If the baby sleeps for two three-hour stretches and a one-hour stretch and cries on and off for two hours, how many hours after "waking up" should one expect the baby to sleep? And for how long? (My answer: Two hours after waking up for at least an hour. Real answer: Two hours after waking up for 10 minutes on the way to PMO.)

If the toddler plays all morning at church, how long do I have to get him home and fed before he conks out? (My answer: about an hour. Real answer: Factoring mommy's desperation level into the equation, there will likely be NO nap.)

How many years will it take mommy to catch up on all the sleep she's lost in the past two and a half years? (My answer: Five years, conservatively, of a Rip Van Winkle-type sleep. Real answer: I'll probably learn to live without sleep and die early. Have you read the news lately about the optimum amount of sleep? Too few or too many hours and you'll die sooner. I wonder if they factored mothers of young children into these studies??)

Since putting Fiona to sleep in her crib instead of her car seat, the longest she's slept is maybe five hours. She used to sleep up to eight hours. Most nights this week, a week during which Jim and I have both been sick, I've slept three good hours and then snatched a half hour to an hour here and there in the early morning hours while my kids sent mind waves between their bedrooms deciding which one will scream next. And we're going on vacation starting Saturday, which always screws with their sleep schedules.

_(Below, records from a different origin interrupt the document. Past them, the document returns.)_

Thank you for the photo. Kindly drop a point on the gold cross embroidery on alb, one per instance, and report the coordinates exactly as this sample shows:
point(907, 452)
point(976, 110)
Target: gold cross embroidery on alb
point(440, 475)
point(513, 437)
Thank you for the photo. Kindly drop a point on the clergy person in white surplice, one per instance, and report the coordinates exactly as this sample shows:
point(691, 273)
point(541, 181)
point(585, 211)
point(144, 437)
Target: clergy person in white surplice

I fear that it's just going to be more work only with a better view.

At least I have dinner to look forward to ... I met a new dish the other day with a new-to-me variety of pasta, guessed the ingredients (and I was right!! I found the recipe on the Internet.) and will make it for dinner tonight with fresh spinach from the garden. It's orcchiette with sausage, spinach and grape tomatoes. Can't wait. Hopefully, I can eat it without getting up 10 times or having to eat left handed with a baby on my lap. Determining the likelihood of that happening is a whole other equation.